Líderes se antecipam ao fim das coligações proporcionais
A erupção do PSL escancarou a disputa que ocorreu, no subterrâneo e sob elevadas pressões, entre as duas alas antagônicas existentes no partido do presidente da República. Aliados de Jair Bolsonaro esperam que a tomada de poder na liderança da sigla na Câmara resulte, à semelhança do que ocorre depois das erupções vulcânicas, na produção de material sólido como rocha e um solo fértil a ser explorado nas próximas eleições.

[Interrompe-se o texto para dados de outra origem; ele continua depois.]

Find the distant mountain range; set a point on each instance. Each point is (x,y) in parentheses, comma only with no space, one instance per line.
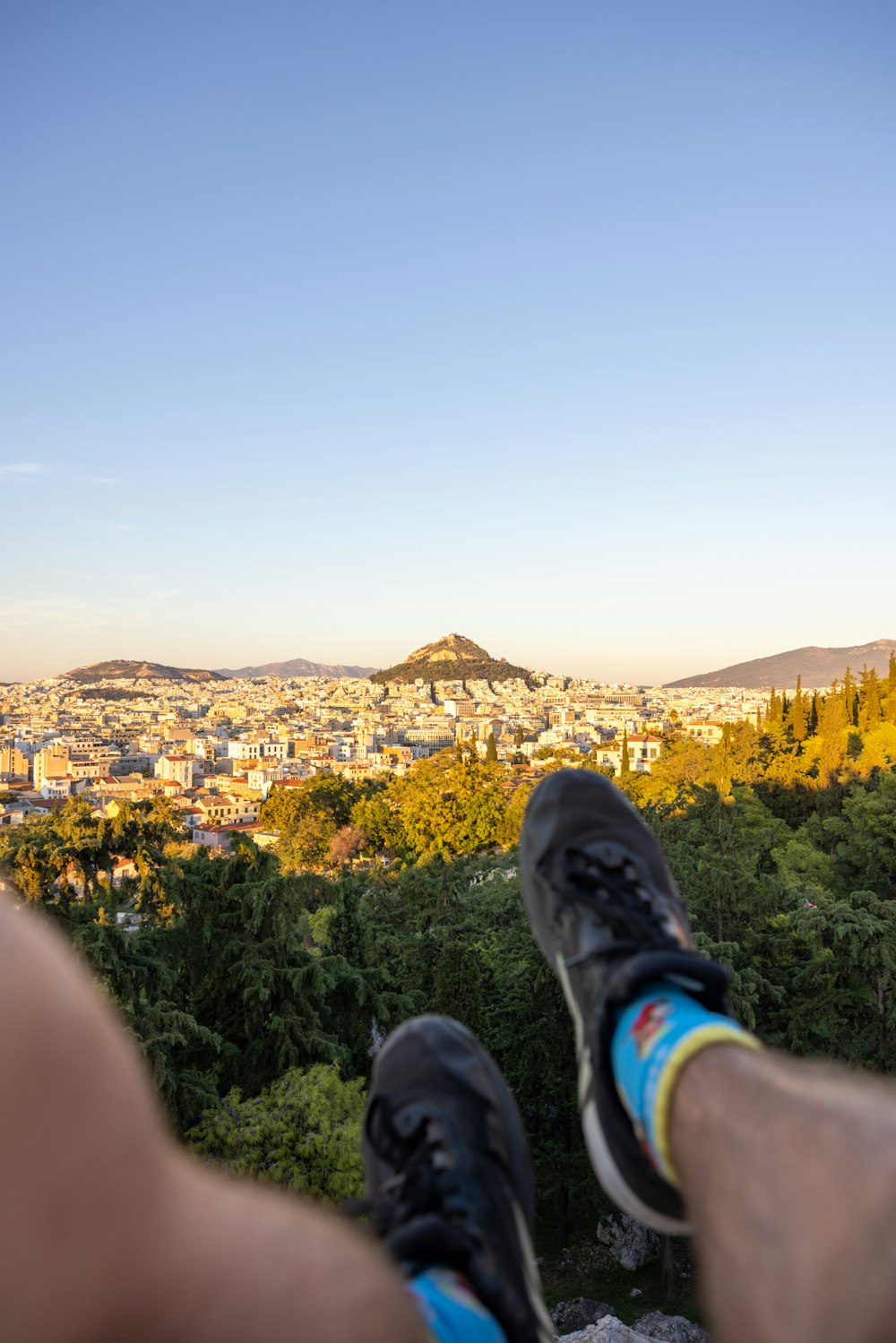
(452,659)
(817,667)
(120,669)
(296,667)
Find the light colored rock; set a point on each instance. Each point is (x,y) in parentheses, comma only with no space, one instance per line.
(578,1313)
(670,1329)
(608,1330)
(630,1244)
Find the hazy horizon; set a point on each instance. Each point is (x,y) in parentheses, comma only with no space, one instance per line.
(575,328)
(359,661)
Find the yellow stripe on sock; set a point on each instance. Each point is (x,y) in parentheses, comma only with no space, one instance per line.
(718,1033)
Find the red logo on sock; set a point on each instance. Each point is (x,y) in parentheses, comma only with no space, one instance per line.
(650,1025)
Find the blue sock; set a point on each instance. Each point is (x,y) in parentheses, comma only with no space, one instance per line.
(654,1037)
(450,1311)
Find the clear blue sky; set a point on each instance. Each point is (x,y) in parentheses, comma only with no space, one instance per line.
(330,328)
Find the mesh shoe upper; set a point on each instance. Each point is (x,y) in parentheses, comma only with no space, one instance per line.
(447,1170)
(607,917)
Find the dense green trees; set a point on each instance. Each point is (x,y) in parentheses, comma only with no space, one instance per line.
(303,1132)
(257,984)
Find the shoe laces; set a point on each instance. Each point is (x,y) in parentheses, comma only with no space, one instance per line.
(427,1184)
(606,884)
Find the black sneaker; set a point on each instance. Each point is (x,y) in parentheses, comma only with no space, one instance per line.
(607,917)
(447,1170)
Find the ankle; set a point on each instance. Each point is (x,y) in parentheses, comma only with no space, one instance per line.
(656,1037)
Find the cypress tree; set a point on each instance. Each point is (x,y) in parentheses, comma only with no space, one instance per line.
(798,713)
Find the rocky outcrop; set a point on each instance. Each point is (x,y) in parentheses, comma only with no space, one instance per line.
(608,1330)
(670,1329)
(654,1327)
(571,1316)
(630,1244)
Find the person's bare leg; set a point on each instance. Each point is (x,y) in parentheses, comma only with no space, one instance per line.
(788,1173)
(108,1232)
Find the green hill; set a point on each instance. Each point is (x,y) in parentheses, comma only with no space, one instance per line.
(452,659)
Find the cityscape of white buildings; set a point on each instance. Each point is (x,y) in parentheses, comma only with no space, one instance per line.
(218,747)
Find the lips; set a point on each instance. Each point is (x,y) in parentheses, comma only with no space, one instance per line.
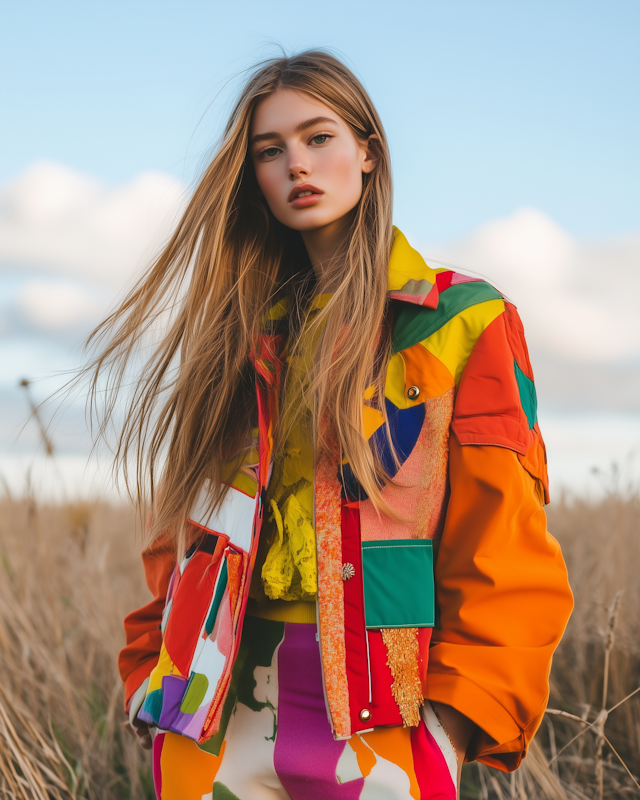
(304,195)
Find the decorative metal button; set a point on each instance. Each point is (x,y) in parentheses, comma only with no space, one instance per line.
(347,571)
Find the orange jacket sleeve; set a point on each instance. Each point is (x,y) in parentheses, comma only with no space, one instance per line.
(501,582)
(142,627)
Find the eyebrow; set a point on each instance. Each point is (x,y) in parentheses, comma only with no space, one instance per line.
(301,126)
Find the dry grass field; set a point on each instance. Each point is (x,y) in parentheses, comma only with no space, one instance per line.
(69,573)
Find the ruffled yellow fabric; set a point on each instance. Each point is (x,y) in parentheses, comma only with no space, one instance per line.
(289,570)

Liderados pelo deputado Luciano Bivar (PE), presidente nacional do PSL, os adversários de Bolsonaro na legenda apontam que o episódio revela a meta do presidente de controlar um partido para construir plataformas políticas de médio e longo prazos. Esse objetivo gestado dentro do Palácio do Planalto, alertam, é influenciar a agenda do Congresso no próximo ano, a sucessão do presidente da Câmara, deputado Rodrigo Maia (DEM-RJ), e as articulações para as eleições gerais de 2022. Ninguém esquece que é o presidente da Câmara quem decide o destino de qualquer pedido de impeachment – a gaveta ou acolhimento – e todo presidente precisa de previsibilidade para governar.
Ainda sob a ótica de seus adversários, Bolsonaro e companhia querem a chave do cofre e um controle remoto capaz de ditar os rumos da legenda em todos os Estados a partir do sofá do Palácio da Alvorada. Não apenas por apetite pelo poder, mas por questões práticas, diante das perspectivas de redução do número de partidos num futuro próximo.

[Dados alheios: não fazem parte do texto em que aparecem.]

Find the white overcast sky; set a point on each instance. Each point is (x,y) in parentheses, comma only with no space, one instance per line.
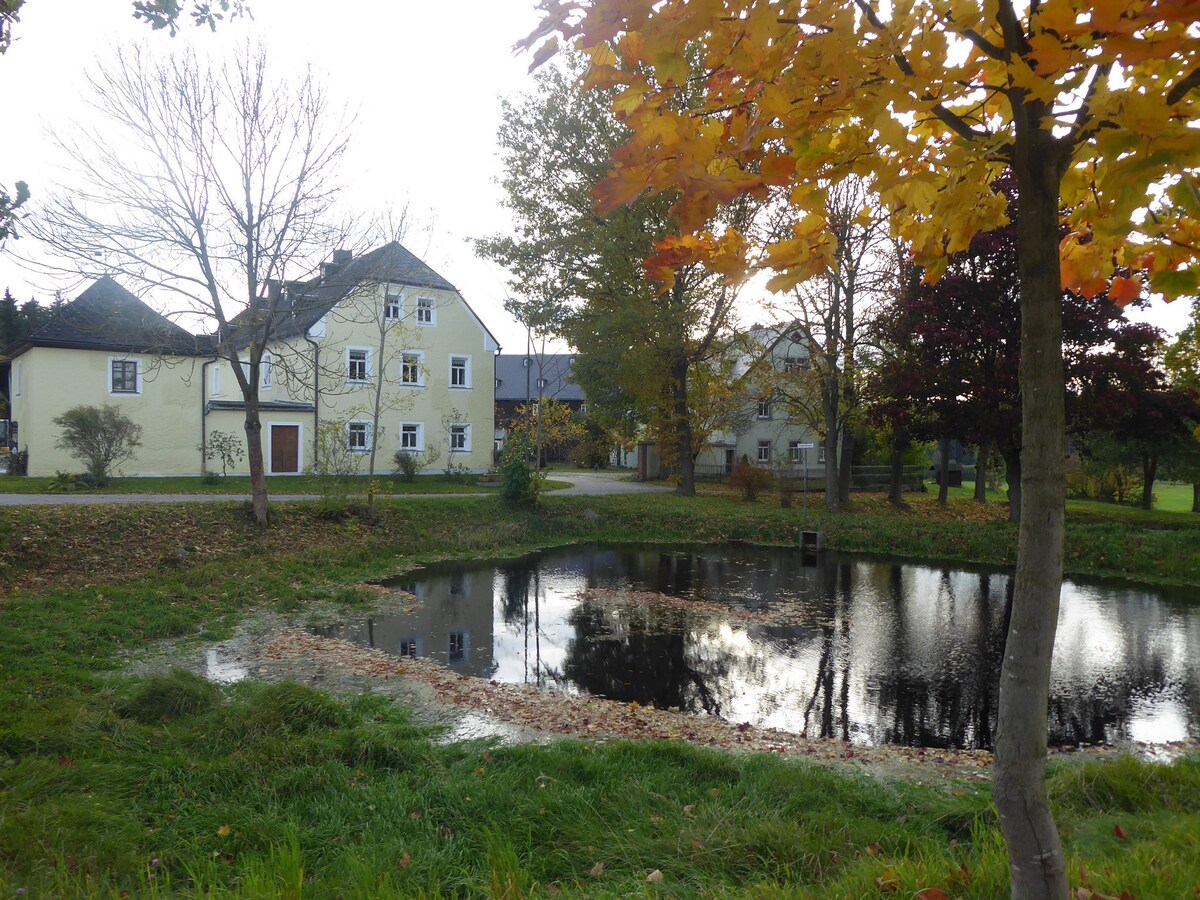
(425,81)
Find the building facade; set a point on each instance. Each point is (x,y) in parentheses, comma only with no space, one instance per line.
(379,334)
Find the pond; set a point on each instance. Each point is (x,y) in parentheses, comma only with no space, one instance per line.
(862,648)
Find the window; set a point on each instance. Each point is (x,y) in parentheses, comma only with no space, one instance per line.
(358,365)
(358,437)
(411,437)
(412,371)
(425,311)
(460,371)
(124,376)
(391,305)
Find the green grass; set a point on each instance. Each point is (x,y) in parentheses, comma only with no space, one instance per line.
(268,791)
(1168,498)
(279,485)
(279,787)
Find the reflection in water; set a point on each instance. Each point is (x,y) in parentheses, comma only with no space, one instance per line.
(840,646)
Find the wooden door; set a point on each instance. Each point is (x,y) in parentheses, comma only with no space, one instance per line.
(285,449)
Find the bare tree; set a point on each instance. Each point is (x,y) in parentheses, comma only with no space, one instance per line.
(216,184)
(831,312)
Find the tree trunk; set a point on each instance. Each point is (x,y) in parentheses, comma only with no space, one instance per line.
(256,462)
(943,472)
(845,467)
(1035,852)
(1013,477)
(899,444)
(687,461)
(829,407)
(982,460)
(1149,473)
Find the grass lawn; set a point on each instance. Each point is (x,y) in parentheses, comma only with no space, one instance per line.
(280,485)
(169,786)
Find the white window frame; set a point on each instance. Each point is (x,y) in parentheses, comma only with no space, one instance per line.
(426,305)
(419,448)
(366,377)
(466,372)
(466,437)
(393,305)
(137,377)
(419,355)
(366,436)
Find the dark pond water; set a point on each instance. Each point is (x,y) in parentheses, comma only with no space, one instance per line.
(861,648)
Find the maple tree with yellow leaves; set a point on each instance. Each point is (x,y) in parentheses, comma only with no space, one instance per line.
(1090,103)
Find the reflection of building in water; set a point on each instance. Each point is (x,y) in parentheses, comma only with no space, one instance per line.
(453,624)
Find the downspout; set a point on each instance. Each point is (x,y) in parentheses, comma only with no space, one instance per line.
(316,396)
(204,413)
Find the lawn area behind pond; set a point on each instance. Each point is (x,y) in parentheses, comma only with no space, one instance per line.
(282,485)
(169,785)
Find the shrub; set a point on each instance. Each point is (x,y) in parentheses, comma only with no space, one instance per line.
(409,465)
(750,480)
(222,445)
(520,484)
(175,694)
(100,437)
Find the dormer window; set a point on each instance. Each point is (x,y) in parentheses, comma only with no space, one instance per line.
(425,311)
(391,305)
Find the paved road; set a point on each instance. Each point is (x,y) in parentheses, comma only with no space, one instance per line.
(583,484)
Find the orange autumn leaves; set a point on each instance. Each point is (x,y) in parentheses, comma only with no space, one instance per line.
(733,97)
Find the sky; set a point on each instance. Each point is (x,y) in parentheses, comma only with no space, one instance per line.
(423,79)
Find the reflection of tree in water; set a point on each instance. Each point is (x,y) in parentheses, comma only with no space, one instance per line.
(954,703)
(652,660)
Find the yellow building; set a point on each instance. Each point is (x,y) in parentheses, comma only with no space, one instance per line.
(378,337)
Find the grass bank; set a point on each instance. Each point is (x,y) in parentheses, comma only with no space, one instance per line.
(167,786)
(280,485)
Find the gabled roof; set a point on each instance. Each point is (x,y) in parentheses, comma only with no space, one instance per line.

Nas eleições municipais do ano que vem, as coligações proporcionais estarão proibidas. Os partidos precisarão lançar o maior número possível de candidatos a prefeito, como forma de impulsionar os candidatos a vereador. Inevitavelmente, os partidos que não se saírem bem serão compelidos a se unir a outras siglas de baixo desempenho por meio de fusões ou incorporações.
Essa reconfiguração será vista novamente nas eleições de 2022, quando aí sim, na visão de dirigentes partidários, o ecossistema político brasileiro começará a ganhar novos contornos. Haverá menos partidos e, portanto, menos postos-chave nas instâncias partidárias à disposição para rateios e acertos políticos. Em outras palavras, menos postos de confiança, verbas e poder de influência. Todos querem estar bem posicionados para as tratativas que virão.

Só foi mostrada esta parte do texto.